Today’s buyers are more empowered than ever before. Contrary to the passive role played by the buyers of yesteryears, buyers today play an active role in the buying process, completing two-thirds of their buying journey before interacting with a sales prospect.
Lead nurturing enables you to create relationships with your prospects throughout their journey and helps you to build trust with them.
It is important to realize that not every prospect of yours would be at the same stage of the buying process. Additionally, not every customer engages with you at the same stage. Hence, it becomes imperative to break the buying journey into different parts and plan separate lead nurturing campaigns for each.
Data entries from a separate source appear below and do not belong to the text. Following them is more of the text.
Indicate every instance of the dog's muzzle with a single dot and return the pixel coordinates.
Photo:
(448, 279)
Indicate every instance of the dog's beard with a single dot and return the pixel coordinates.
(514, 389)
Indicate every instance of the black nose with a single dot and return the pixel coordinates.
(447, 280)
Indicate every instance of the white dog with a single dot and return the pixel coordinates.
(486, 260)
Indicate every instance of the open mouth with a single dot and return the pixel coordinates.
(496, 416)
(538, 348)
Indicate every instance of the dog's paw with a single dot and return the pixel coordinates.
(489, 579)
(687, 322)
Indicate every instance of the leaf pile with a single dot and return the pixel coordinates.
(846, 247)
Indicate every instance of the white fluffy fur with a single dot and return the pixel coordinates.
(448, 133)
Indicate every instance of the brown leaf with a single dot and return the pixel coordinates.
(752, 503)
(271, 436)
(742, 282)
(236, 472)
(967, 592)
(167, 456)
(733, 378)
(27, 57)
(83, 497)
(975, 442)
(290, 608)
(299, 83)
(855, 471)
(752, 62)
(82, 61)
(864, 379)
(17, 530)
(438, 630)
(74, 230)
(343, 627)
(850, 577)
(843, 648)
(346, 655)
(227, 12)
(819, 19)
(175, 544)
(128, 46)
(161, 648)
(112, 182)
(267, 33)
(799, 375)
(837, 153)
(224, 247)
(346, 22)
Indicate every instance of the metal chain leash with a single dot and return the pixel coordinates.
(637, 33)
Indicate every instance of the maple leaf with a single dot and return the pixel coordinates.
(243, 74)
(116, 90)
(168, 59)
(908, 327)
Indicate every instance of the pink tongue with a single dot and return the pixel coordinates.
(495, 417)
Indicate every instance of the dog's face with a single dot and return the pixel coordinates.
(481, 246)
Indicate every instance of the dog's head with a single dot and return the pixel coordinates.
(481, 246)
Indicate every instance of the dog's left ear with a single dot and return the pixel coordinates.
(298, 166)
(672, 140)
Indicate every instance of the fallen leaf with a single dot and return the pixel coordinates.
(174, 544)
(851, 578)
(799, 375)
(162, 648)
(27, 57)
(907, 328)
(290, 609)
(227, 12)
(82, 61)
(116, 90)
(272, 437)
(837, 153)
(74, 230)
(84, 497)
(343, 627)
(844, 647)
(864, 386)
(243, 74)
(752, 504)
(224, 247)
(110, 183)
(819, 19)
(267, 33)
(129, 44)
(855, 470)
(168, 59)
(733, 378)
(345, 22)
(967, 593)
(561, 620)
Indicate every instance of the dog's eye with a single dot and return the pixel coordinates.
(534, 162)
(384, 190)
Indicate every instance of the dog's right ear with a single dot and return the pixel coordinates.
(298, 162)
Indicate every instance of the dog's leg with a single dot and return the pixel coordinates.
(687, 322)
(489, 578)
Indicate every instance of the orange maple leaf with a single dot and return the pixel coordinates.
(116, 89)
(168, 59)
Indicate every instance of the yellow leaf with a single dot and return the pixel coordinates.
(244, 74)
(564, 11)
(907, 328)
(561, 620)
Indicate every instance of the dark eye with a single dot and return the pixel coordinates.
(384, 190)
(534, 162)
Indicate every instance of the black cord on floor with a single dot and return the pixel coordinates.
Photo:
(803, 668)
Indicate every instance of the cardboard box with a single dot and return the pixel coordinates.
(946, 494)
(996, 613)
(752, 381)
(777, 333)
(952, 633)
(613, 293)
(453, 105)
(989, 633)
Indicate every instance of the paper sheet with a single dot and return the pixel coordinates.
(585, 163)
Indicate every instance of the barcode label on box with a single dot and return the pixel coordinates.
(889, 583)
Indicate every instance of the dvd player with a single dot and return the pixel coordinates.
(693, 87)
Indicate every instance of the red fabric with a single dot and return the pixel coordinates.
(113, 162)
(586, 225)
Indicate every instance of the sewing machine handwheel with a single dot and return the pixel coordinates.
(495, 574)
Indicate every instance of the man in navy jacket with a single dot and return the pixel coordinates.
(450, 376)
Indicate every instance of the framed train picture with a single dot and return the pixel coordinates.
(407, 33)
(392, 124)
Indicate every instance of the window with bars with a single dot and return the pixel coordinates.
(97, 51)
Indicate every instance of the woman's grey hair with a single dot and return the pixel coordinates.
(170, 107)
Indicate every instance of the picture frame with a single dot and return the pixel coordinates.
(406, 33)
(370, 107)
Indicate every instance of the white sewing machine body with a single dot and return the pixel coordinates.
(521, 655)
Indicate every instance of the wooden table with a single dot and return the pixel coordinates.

Here are some of the types of lead nurturing campaigns which you can plan for your prospects:
Welcome campaign
Welcome campaigns are used when new prospects interact with your business for the first time by downloading your content or engaging with your online campaigns. Since these prospects have just started to interact with your business, they should be treated differently than the ones that have been with you for weeks or months.
You should start providing them with light educational content to build awareness and engagement with them. Over them, as the interaction with your content increases, you should introduce your prospects to your company, product, or service.
Re-engagement campaign
Welcome campaigns are used in scenarios when your leads have become inactive at some point during the sales process. This enables you to maximize the number of opportunities from your existing leads. The goal should be to re-engage with your leads until they become sales-ready.
Since these leads have already interacted with your company, they need much more personalized attention. Hence, your emails to these leads should seem personal and re-engaging.
You should try sending a new whitepaper, a successful case study, or a helpful blog post to these prospects to re-engage them and re-enter them in the conversion process.
Product-focused campaign
Product-focused campaigns are used when your prospects have crossed the initial stage of the buying process and are now seeking product-focused content to identify which product can address their pain points.
Here, you should focus on your prospects’ pain points and how the key features and benefits of your product/service can enable you to address those pain points. For this, you should use case studies, customer testimonials, data sheets, free trials, and long-form content like webinars, whitepapers, and eBooks.
Industry expertise campaign
As your prospects move closer to the decision stage, it becomes necessary to reinforce that your company is the right choice. At this stage, they are looking for trust factors to make the right decision.
Hence, at this stage, you should send case studies, customer testimonials, industry reports, certifications, etc., to your prospects to build trust and credibility with them.
Post-sale campaign
Once your prospect engages in a transaction with you, you have developed that sense of trust and credibility with them. However, you must continuously engage with them to reinforce that credibility and find cross-selling and up-selling opportunities.
For this, you should continuously send them helpful blog posts, new research, company updates, thought leadership content, etc.
Conclusion
As we have seen, lead nurturing helps you to build relationships with your prospects at all stages of their buying process. The old batch and blast email model is in the distant past – you should look for ways to engage with your buyers with personal and relevant communication.
This will help you to build trust and credibility with your buyers, re-engage with them, close the deal and ultimately develop a long-term relationship.